Why this could speed development (and what “faster” might look like)
The FDA explicitly notes that relying on fracture endpoints often means trials that are large and 2–5 years long, and that qualifying BMD as a surrogate endpoint could make trials more efficient and improve access.
Potential effects:
- Shorter, more feasible Phase 3 trials for new mechanisms
- More companies willing to invest in osteoporosis R&D because the path is clearer
- Earlier “go/no-go” decisions on candidates that improve hip BMD meaningfully
- More innovation in safety (a major concern for long-term therapy decisions)
This doesn’t mean every future osteoporosis drug will be approved overnight. But it can reduce one of the biggest bottlenecks: waiting years for enough fracture events.


What this means for patients right now (even before any new drug arrives)
This decision is about future trials, but it reinforces a practical point for patients today:
1) DXA is not “just a number”
DXA is how total hip BMD is measured, and it’s now central not just to diagnosis and monitoring, but also to the way new therapies may be evaluated.
2) Screening still matters, because most people are diagnosed late
USPSTF recommends:
- Screen women 65+ with DXA (with or without fracture risk assessment)
- For postmenopausal women under 65, screen based on risk factors and risk tools
- Evidence is insufficient to recommend routine screening in men
3) Fracture prevention is bigger than medication
Even with better drugs, fractures are influenced by:
- fall risk and home safety
- strength and balance
- vision and medications that affect dizziness
- nutrition and vitamin D status
- whether people actually get evaluated after a “minor” fracture
BHOF and other organizations have long pointed out that many people do not connect fragility fractures to osteoporosis risk, leading to missed treatment opportunities.
What to ask your clinician if you’re over 50 and worried about bone health
These questions keep the visit grounded in what matters:
- “Based on my age and risk factors, do I need a DXA scan now?”
- “What is my fracture risk, not just my T-score?” (many clinicians incorporate fracture risk tools alongside BMD)
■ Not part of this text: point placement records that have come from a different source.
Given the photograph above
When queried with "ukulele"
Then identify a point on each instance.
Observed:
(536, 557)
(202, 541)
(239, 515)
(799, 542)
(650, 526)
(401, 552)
- “If medication is recommended, what’s the plan for duration, follow-up, and reassessment?”
- “What are my top fall-risk factors, and what’s one change I can make this month?”
FDA’s decision to qualify total hip BMD change as a surrogate endpoint is the kind of policy shift most patients never hear about, yet it can shape what options exist five years from now.
The hopeful part: faster, clearer trials can translate into faster access to new therapies, especially for people at high fracture risk.
The honest part: surrogate endpoints are tools, not guarantees. They can strengthen decision-making, but they don’t replace careful safety evaluation or the lived reality that fracture prevention is also about falls, strength, and follow-through.
That’s the real patient-centered framing:
Speed matters. Evidence matters. And outcomes in real bodies matter most.